Video — Consumed
1995 · Mamoru Oshii
Ghost in the Shell operates on multiple registers simultaneously. On the surface, it's a procedural about Section 9 tracking a ghost-hacking criminal. Beneath that, Oshii constructs a philosophical meditation on identity and consciousness that predates The Matrix by four years but asks far more interesting questions. The film's visual language—Kenji Kawai's haunting score layered over long, contemplative shots of a rain-soaked future Tokyo—creates space for genuine reflection rather than spectacle.
The animation holds up remarkably well, particularly in its treatment of the Major's thermoptic camouflage and the film's action sequences. But what makes it essential is how Oshii uses the medium to externalize internal questions.
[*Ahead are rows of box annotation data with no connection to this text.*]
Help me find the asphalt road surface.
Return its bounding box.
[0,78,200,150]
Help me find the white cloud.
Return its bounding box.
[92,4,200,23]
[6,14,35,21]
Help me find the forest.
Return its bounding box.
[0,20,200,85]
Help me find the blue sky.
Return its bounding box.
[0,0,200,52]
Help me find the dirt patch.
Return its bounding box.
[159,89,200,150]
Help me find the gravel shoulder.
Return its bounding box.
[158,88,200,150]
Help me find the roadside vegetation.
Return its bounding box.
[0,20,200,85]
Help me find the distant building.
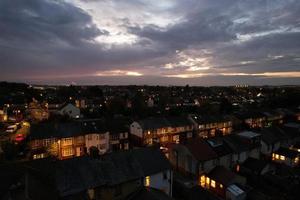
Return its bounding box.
[27,100,49,121]
[190,115,232,138]
[130,117,193,145]
[272,147,300,167]
[57,103,80,119]
[0,109,8,122]
[13,148,173,200]
[30,121,109,159]
[235,111,266,128]
[199,166,246,200]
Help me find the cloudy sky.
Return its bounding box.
[0,0,300,85]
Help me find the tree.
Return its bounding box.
[89,146,100,158]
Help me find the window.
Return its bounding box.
[200,175,205,188]
[62,147,73,157]
[145,176,150,187]
[173,135,179,144]
[62,138,73,145]
[206,177,210,188]
[163,172,168,180]
[210,180,216,188]
[236,165,240,172]
[115,185,122,196]
[88,135,93,140]
[124,143,129,149]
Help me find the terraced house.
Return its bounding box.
[189,115,232,138]
[30,120,109,159]
[130,117,193,145]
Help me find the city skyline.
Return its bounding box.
[0,0,300,86]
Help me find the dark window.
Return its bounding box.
[163,171,168,180]
[115,185,122,196]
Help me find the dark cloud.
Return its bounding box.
[0,0,300,84]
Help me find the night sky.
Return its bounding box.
[0,0,300,85]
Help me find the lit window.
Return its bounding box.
[210,180,216,188]
[200,175,205,187]
[145,176,150,187]
[62,147,73,156]
[206,177,210,186]
[272,153,275,160]
[236,165,240,172]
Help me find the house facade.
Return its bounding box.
[189,115,232,138]
[30,121,109,159]
[130,117,193,145]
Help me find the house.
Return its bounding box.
[189,115,232,138]
[290,142,300,153]
[0,109,8,122]
[12,148,173,200]
[263,110,284,127]
[272,147,300,167]
[199,166,246,199]
[260,126,287,157]
[75,98,87,109]
[235,111,266,129]
[27,99,49,121]
[29,120,109,159]
[206,137,233,169]
[131,147,173,196]
[281,122,300,146]
[57,103,80,119]
[130,187,173,200]
[130,117,193,145]
[169,138,218,177]
[223,132,260,165]
[106,117,130,151]
[236,157,274,176]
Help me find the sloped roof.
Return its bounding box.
[242,157,268,173]
[193,115,231,124]
[185,138,218,161]
[223,134,256,153]
[207,166,236,186]
[29,120,106,140]
[274,147,300,159]
[206,137,232,156]
[261,127,287,144]
[138,116,192,130]
[130,187,173,200]
[27,147,171,196]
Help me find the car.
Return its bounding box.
[6,125,18,133]
[15,134,25,142]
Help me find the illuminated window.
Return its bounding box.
[206,177,210,188]
[200,175,205,187]
[62,147,73,156]
[236,165,240,172]
[145,176,150,187]
[210,180,216,188]
[62,138,73,145]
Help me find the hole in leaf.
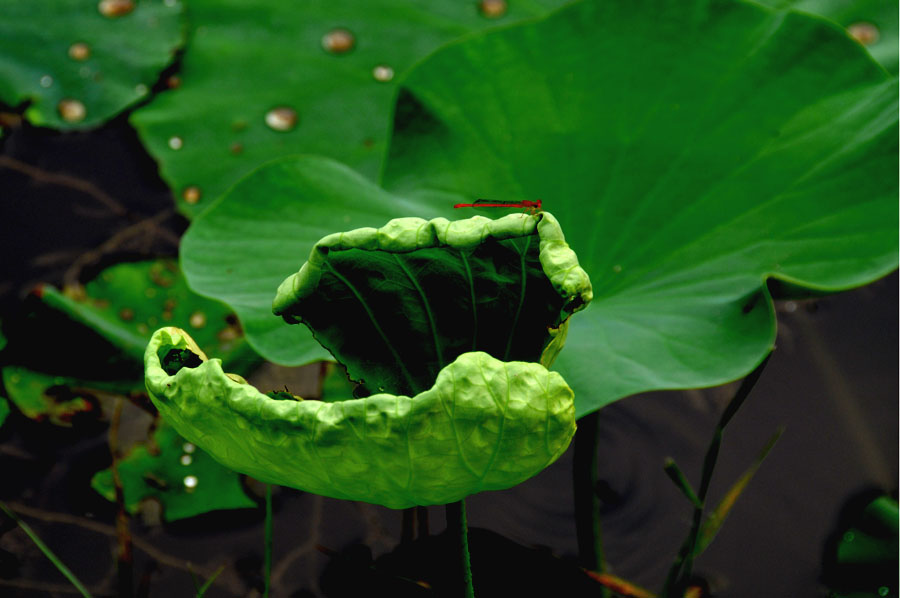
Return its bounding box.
[159,346,203,376]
When the Major asks whether her ghost—her consciousness—is truly her own or simply programming, the film's hybrid of hand-drawn animation and early CG becomes the perfect vessel for that uncertainty. The final sequence, where human and AI merge into something new, remains one of anime's most compelling visual arguments about post-human evolution.
This is the film that proved anime could handle complex philosophical material without sacrificing its visual inventiveness. It influenced everything from The Matrix to Ex Machina, but none of its descendants have matched its patience or its willingness to sit with difficult questions about what makes us human.